Numbered among my favorite modes of reading such stories is out loud to my wife while she fills the house with the aroma of sautéed onions and peanut sauce. My father and mother read to my siblings and I in a way that I can only hope to emulate with my own children. Last night I read this tale aloud to my mother-in-law after our Margarita Friday feast.

The story’s language is most charming: proper, 19th century, British, yet gentle and playful and full of asides. It makes you imagine that he was well versed in the art of extemporaneous storytelling to an inquisitive audience. His descriptions are vivid and fresh like a painter. His dialog among characters is often filled with wit and comedy, and the inner motivations and reactions of his characters give them a beautiful and honest reality.

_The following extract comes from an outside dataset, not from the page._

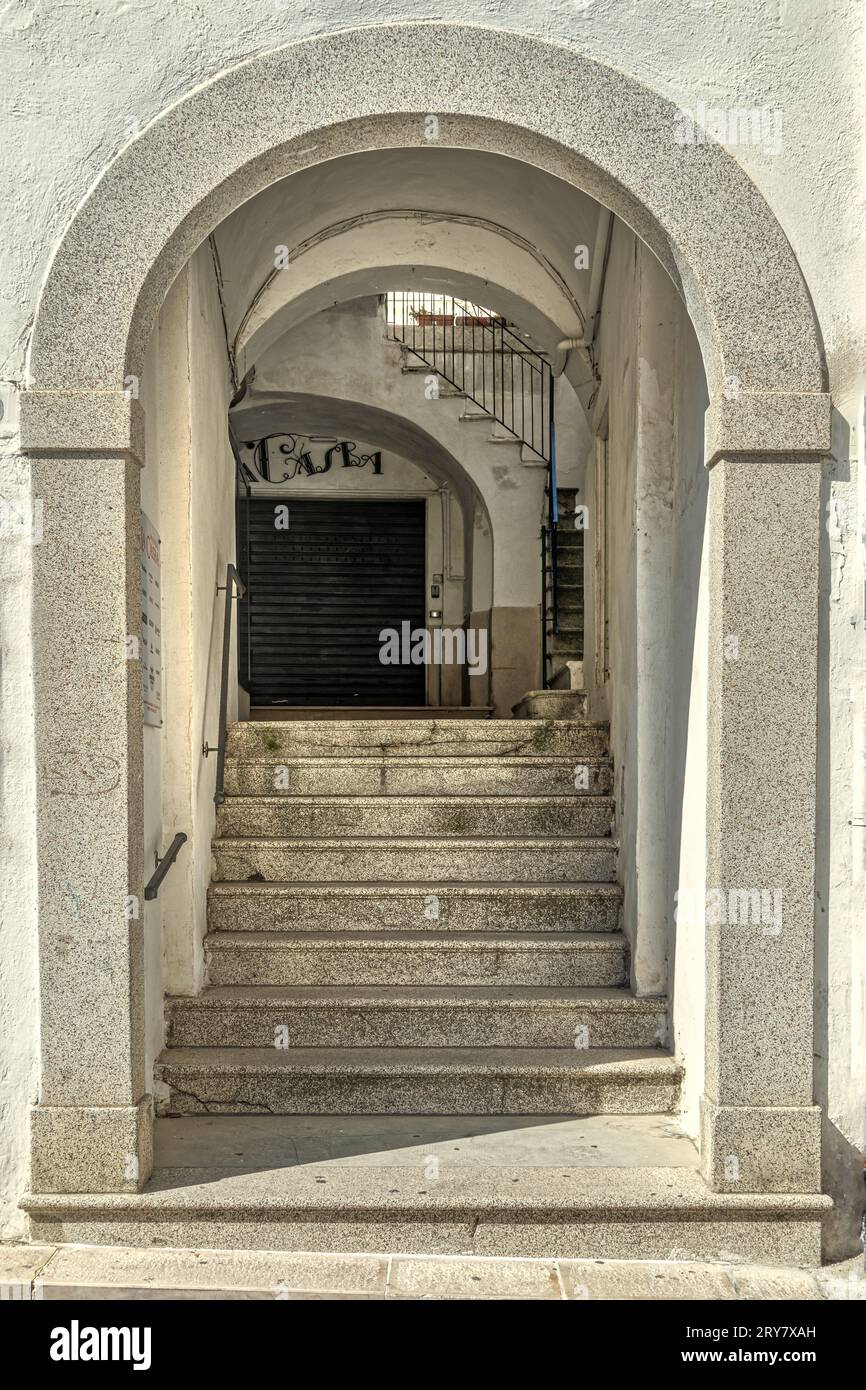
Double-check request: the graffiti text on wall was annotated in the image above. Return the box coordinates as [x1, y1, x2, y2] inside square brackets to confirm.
[241, 436, 383, 484]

MacDonald is always pushing the bounds of convention, turning the conventions on it’s head or poking fun at it. The evil fairy must “of course” curse the Princess at her christening, but first must find good cause to be insulted so as to categorize her machinations as revenge. The good fairies know such a thing is bound to happen and so take the precaution of keeping a good fairy in reserve to undo all she can; and when that doesn’t work you find they actually kept two in reserve.

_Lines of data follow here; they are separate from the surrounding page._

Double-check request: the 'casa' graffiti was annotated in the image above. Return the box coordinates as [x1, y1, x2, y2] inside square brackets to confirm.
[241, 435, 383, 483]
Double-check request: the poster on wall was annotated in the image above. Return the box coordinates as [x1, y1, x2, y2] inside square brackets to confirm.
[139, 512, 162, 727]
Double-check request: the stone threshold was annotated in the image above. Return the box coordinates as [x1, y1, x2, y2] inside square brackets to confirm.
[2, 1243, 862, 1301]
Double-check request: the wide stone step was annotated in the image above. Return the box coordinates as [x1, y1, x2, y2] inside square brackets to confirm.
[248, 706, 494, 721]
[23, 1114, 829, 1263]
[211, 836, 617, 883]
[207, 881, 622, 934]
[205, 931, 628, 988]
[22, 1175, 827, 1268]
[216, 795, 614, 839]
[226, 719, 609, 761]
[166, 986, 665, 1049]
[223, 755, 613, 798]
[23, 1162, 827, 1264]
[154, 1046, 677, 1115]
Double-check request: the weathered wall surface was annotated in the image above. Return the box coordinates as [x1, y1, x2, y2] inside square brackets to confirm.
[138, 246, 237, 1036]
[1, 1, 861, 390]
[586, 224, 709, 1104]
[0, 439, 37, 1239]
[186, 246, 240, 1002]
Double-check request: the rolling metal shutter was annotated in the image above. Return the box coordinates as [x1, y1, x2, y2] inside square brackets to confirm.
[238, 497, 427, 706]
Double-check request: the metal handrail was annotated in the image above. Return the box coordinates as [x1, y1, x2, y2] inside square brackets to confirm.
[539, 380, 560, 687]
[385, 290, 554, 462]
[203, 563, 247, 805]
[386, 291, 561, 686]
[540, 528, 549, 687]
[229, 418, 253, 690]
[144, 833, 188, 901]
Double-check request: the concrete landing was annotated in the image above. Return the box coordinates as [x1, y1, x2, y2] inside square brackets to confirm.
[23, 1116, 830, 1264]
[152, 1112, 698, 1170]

Traditional roles and expectations are also challenged in this story. The Prince is qualified as not simply of royal blood, but as someone who both does what he’s told and tells the truth: a gentleman-prince. This notion is quite different from z.B. the Princes of the Tales of Grimm who need nothing more to their character than handsomeness, servants, and a title. The role of beauty is also poignantly explored in this story. The Grimm stories expound the simple (and insidious) correlation between physical beauty and spiritual holiness: in Frau Holle, the good and hard-working step-daughter is beautiful; the stupid, lazy one is ugly as a frog. (I would think these labels especially applicable to women seeing as the stupid and lazy “Man who set out to learn fear” in the end gets the Princess.) In “Princess Daylight” the heroine is cursed to not only fall asleep at the first hint on the dawn, but to wax and wane with the cycle of the moon. When the moon is its brightest and fullest the Princess is radiant and beautiful like a heavenly wood nymph. Yet when the moon fades to a crescent and darkness she looses health and seems like an octogenarian bent with suffering. The relationship between beauty and ugliness is rather the result of an evil enchantment and has no comment on her spirit or morals. From the beginning she is always virtuous and sweet, yet under a dreadful spell that causes her much suffering. Yet in the end the curse brings about its own undoing, as MacDonald’s narrator assures us is the end result of all evil.

This story can not only be read as the 28th chapter of “At the Back of the North Wind” but also in a wonderful collection called “The Complete Fairy Tales of George MacDonald”. Read it out loud to those you love, and then to  everyone else as well.